Halal Is Not the Problem and CCTV Is Not the Answer

It's much easier to feel outraged about animal suffering when it's somebody else's fault and somebody else who needs to change their behaviour. Which is one of the reasons why this story has given renewed vigour to campaigns to remove religious exceptions to stunning and for mandatory CCTV in slaughterhouses.

This week there has been much discussion about undercover footage from a slaughterhouse in Yorkshire. This isn't the first such video but it does seem to have captured more attention than many of its kind.

Part of the reason is that the slaughterhouse in question is a halal one, making it easy for most people in the UK, who are not Muslims, to feel outraged without being in any danger of having to change our own habits.

It's much easier to feel outraged about animal suffering when it's somebody else's fault and somebody else who needs to change their behaviour. Which is one of the reasons why this story has given renewed vigour to campaigns to remove religious exceptions to stunning and for mandatory CCTV in slaughterhouses.

I'm sure support for these campaigns stems from good intentions, but neither is the solution to animals suffering for our food industry. In fact, there's a strong argument such campaigns do more harm than good in the long run. Not least because they perpetuate the notion that there's a benign way to kill and eat around 60billion land animals globally every year.

Let's consider stunning: can we honestly say that it makes slaughter 'humane'? If stunning then slitting one's throat is humane, why don't vets offer it when our beloved companion animals need euthanasia? I think most of us, if we're completely honest with ourselves, already know the answer to that question. The fact is, if we wouldn't want something done to a loved one, or to ourselves, we can't call it humane.

With this in mind, one has to question how CCTV would improve the fate of animals who are slaughtered. According to the Food Standards Agency's latest report: 55% of red meat and 43% of white meat slaughterhouses already have CCTV in place. However, the vast majority of footage goes unwatched.
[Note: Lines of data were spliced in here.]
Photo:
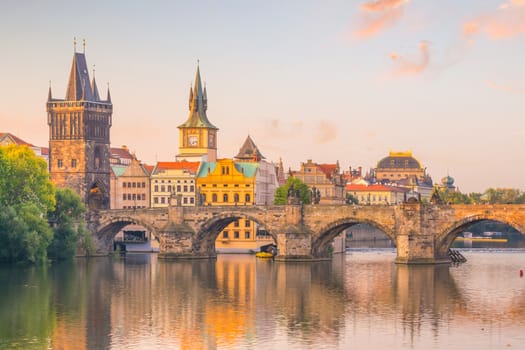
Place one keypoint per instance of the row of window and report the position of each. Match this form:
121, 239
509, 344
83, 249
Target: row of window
134, 184
134, 196
165, 200
169, 181
168, 188
225, 185
226, 198
226, 234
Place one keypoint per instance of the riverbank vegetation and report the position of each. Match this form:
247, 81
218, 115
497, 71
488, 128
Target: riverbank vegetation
37, 221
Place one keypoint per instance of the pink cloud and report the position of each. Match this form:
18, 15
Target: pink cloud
377, 16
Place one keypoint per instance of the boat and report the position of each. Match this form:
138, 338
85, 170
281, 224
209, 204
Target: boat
264, 255
482, 239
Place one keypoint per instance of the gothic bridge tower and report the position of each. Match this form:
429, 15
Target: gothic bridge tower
79, 137
197, 136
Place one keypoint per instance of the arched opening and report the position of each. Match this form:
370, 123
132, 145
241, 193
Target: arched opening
234, 234
123, 233
97, 197
483, 233
326, 244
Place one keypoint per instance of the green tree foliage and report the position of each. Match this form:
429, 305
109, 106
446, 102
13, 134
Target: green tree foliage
281, 193
24, 179
68, 225
26, 195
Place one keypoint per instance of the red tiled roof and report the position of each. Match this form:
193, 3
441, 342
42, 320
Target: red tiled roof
120, 153
149, 168
328, 169
375, 188
190, 166
17, 140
The campaign for making CCTV mandatory doesn't seem to have a satisfactory solution to this, other than suggesting vets could look at footage if an incident was reported to them. Do we really believe this is enough to ensure workers on busy cut lines always have welfare laws at the forefront of their minds?

In reality, most slaughterhouse workers don't set out to breach welfare laws but rather, under the pressure of a physically dangerous and emotionally blunting job, cannot afford to care for each animal they kill as an individual. If they did, they simply wouldn't be able to continue to function. This is perhaps one of the harms of slaughter that we most often neglect to consider: the double bind we place upon slaughterhouse workers. We demand they care for the wellbeing of the animals they slaughter whilst not caring enough to stop slaughtering them altogether. One former slaughterhouse worker describes this problem in Gail Eisnitz's book, Slaughterhouse:

"The worst thing, worse than the physical danger, is the emotional toll. If you work in the stick pit [where hogs are killed] for any period of time--that let's [sic] you kill things but doesn't let you care. You may look a hog in the eye that's walking around in the blood pit with you and think, 'God, that really isn't a bad looking animal.' You may want to pet it. Pigs down on the kill floor have come up to nuzzle me like a puppy. Two minutes later I had to kill them. ... I can't care."
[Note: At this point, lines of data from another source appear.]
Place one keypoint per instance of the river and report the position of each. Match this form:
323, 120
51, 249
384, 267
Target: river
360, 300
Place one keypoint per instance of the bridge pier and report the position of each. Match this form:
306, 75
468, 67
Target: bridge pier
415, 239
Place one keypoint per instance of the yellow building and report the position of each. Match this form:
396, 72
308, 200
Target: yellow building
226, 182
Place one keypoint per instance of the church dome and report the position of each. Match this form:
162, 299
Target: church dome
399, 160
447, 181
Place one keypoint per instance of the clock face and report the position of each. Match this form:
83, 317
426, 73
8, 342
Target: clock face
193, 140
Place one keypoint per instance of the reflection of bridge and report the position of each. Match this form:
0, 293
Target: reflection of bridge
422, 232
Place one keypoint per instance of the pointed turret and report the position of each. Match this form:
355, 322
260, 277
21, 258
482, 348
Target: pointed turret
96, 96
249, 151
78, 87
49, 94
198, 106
Activist and former investigator TJ Tumasse summed up the problem well in a speech last year. He explained that too often people use these undercover investigations to identify a scapegoat; be it an individual, a company, or a particular process; rather than holding the entire system responsible.

And that's just it; the problem isn't with individual incidents or cases; the whole system is founded upon causing harm. Every time there's an undercover investigation, suffering is found, whether physical abuse or terrified animals screaming for their lives, knowing very well they are about to die. The problem of animals suffering in the food industry isn't something that can be isolated and removed. It isn't how we use and kill animals that needs to change, it's that we use and kill them at all.

Humane slaughter does not exist. You cannot take the life of an individual, who does not wish to die, without causing them harm. CCTV and stunning aren't going to change that fact. All these measures do is hand the food industry marketing tools to help ease our consciences so that we keep on buying.

It's time we stopped our complicity in this. Time for us to stop blaming scapegoats, to stop demanding other people change their behaviour, and instead recognise that change begins with each and every single one of us. The change that's required doesn't involve finding a new supplier, going to protests, or demanding changes in the law. It's much simpler than that, and all it takes is one thing: we just need to be vegan.